Meet Trep. He's the giant chestnut gelding in the barn who is not Cuna. You can easily tell them apart--Cuna meets you at the front of his stall looking for cookies. Trep you go find in the back of his run while dodging hooves and teeth.
He is the definition of a mean bastard.
Don't mistake me. Trep is treasured by his owner because he is an amazing riding horse and as such, he has every possible spectrum of vet care to make him as comfortable as is possible for an equine to be.
It's not a pain issue--it's just Trep. He's cranky on the ground and we deal with it.
One of the ways of dealing with it is carefully managing his social interactions. When new people are in the barn, we ALWAYS warn them not to pet him or feed him treats. He isn't a "bad guy", but if he looks like he's going to hurt you, he will. We don't make a joke of it and we're not teasing.
More than 50 percent of the time when I give that warning, the warned person IMMEDIATELY becomes attracted to Trep by some sort of giant magnet. They feel the need to expose to him their soft tissue and appendages while wrapping their arms around his head or neck.
Seriously.
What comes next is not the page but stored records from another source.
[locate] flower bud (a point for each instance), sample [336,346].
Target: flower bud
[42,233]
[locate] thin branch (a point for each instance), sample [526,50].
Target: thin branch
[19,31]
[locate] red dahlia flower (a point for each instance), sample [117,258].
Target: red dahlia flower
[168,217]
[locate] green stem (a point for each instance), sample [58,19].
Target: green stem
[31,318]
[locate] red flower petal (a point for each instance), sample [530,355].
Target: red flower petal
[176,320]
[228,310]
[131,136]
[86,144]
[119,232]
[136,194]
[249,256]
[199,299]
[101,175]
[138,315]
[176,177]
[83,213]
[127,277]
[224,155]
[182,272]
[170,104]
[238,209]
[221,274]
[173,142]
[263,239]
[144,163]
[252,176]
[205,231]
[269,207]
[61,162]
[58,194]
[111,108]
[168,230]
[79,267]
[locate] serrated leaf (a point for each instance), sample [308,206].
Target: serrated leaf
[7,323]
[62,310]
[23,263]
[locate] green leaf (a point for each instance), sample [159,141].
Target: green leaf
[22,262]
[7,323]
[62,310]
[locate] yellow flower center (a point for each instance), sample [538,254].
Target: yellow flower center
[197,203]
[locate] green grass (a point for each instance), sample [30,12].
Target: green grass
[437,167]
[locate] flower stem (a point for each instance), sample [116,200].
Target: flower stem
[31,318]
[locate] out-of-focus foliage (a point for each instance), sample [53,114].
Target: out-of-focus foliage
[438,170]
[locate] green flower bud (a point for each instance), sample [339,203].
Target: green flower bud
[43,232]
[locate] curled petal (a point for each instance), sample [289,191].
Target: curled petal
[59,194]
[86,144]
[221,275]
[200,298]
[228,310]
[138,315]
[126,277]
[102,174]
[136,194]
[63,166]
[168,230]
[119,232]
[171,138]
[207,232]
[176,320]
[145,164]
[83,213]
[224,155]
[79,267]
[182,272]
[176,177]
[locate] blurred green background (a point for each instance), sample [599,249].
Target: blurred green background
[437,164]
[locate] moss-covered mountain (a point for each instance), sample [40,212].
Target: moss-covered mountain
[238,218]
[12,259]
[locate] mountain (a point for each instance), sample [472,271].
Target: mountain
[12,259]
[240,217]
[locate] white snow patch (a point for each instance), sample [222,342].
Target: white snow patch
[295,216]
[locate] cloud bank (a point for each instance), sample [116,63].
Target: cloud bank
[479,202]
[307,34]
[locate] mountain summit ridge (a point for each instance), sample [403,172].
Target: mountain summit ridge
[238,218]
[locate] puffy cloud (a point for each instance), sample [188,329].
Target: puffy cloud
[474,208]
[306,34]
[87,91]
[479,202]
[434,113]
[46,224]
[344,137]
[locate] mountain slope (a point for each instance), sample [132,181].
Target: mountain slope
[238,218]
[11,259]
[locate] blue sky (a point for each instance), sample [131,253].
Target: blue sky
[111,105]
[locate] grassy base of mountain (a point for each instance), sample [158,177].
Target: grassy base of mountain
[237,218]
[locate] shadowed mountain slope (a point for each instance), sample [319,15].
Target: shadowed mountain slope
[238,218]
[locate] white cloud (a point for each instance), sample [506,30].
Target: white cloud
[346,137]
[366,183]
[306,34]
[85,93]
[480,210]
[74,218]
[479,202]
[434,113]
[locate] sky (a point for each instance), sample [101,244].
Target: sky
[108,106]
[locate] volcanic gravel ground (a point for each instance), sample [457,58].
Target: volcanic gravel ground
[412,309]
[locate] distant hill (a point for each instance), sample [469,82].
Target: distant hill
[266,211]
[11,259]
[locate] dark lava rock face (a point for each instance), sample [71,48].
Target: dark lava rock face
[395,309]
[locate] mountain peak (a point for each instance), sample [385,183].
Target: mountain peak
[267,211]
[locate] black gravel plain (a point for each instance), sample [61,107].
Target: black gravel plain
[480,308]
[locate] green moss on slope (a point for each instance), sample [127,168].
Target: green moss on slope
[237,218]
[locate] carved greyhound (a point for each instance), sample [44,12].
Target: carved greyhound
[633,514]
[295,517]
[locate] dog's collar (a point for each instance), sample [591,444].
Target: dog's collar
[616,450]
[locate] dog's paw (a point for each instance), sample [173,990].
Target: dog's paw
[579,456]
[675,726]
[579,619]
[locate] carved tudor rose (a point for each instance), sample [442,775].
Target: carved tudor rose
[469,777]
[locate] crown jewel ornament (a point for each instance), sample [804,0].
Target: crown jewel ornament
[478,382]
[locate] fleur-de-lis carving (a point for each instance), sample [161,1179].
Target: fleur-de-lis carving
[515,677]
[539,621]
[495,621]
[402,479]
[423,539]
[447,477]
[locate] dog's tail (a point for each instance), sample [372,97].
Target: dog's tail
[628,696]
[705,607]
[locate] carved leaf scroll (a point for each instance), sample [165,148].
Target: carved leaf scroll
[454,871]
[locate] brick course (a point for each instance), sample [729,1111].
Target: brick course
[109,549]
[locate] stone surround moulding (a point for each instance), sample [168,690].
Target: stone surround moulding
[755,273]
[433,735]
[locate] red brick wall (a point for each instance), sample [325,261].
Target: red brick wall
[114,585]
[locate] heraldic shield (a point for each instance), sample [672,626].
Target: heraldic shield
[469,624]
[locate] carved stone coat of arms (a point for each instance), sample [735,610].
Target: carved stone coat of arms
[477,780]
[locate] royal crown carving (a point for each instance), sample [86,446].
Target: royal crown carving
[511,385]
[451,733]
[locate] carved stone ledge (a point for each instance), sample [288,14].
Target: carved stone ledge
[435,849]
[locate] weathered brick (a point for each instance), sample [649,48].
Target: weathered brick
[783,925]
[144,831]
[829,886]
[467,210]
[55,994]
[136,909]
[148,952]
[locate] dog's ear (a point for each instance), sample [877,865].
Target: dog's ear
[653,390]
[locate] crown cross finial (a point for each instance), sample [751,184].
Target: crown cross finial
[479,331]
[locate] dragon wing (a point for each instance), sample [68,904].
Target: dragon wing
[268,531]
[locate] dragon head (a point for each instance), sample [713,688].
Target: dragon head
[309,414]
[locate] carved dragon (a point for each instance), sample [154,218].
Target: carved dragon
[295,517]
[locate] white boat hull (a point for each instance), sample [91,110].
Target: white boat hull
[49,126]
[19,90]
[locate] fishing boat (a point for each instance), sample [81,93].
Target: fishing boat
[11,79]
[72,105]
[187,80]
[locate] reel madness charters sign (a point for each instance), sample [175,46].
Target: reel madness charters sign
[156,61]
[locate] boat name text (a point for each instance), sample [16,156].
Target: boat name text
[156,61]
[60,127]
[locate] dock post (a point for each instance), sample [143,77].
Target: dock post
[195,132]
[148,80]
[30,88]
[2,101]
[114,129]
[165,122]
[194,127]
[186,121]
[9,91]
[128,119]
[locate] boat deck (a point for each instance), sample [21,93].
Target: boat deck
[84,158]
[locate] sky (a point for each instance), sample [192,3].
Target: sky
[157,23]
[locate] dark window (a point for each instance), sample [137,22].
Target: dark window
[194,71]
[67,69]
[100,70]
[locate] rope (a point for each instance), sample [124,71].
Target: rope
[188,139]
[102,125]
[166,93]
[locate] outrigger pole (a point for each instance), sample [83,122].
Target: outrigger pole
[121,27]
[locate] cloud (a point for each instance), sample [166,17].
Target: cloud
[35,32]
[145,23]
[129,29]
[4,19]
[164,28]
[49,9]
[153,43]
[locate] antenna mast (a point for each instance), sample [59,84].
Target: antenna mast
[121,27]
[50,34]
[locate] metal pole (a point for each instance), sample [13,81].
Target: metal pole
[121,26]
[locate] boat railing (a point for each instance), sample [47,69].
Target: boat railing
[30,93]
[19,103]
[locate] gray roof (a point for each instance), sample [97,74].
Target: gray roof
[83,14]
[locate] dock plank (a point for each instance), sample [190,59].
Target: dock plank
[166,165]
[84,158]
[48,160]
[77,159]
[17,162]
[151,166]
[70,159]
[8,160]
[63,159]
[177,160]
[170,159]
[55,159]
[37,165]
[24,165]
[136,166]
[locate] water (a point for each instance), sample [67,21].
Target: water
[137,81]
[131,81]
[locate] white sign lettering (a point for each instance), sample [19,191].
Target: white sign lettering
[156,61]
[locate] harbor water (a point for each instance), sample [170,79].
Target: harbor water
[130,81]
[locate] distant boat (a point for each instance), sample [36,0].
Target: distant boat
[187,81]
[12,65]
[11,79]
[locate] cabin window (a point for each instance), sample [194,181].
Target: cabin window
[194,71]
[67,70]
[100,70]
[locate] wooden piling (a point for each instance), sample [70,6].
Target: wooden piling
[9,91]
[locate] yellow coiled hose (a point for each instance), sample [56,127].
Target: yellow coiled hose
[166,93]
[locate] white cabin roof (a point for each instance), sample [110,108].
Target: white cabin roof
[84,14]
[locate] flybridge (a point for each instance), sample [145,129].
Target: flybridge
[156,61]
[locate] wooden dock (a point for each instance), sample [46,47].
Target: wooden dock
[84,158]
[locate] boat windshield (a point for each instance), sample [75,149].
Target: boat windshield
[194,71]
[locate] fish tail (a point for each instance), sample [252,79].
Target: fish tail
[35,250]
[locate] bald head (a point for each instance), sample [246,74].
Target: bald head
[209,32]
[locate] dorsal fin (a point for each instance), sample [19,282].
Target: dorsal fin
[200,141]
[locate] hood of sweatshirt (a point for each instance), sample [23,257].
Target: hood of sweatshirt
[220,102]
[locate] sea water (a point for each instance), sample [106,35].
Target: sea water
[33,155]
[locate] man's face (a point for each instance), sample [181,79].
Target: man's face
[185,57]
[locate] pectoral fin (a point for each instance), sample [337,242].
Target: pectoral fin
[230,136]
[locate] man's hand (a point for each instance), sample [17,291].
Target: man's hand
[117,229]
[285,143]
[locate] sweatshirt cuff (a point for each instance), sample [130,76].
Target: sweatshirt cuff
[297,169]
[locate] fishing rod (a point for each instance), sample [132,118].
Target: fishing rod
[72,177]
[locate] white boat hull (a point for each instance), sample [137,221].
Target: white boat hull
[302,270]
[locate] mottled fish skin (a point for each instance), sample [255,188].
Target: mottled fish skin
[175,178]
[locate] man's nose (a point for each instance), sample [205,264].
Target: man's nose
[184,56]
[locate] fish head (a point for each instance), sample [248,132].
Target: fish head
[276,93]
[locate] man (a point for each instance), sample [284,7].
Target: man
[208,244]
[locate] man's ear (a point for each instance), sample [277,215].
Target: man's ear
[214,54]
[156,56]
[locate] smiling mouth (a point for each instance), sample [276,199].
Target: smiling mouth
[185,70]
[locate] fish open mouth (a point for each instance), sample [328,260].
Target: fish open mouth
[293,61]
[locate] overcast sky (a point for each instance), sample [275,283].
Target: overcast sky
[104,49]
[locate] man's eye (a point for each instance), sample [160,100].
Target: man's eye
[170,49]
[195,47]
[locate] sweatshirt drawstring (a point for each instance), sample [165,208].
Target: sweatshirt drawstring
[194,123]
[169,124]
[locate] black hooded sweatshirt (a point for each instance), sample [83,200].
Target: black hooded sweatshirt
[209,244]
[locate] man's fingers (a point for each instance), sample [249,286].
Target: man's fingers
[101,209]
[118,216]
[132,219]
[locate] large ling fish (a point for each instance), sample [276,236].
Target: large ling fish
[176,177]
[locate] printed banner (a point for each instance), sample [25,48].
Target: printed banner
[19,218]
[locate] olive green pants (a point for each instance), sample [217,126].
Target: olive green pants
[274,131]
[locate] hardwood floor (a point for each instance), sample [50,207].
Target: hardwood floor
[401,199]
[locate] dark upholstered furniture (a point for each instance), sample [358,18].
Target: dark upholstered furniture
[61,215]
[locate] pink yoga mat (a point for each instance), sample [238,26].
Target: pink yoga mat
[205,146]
It's weird. He's not misunderstood. He's not mistreated. He's not looking for a sugar mommy. He's definitely not poorly treated.
I warn people for their own good and they ignore me. They ignore his owner. They ignore his trainer.
Wtf, people. Do you have a deathwish?
My only solution is to pick the calmest, nicest horse in the barn and start a story about him. "This is Cuna. He's a mean ass bastard horse. Stay away from him or you might get singed from his fire breathing nostils." If I said that, you probably couldn't pry the women off him.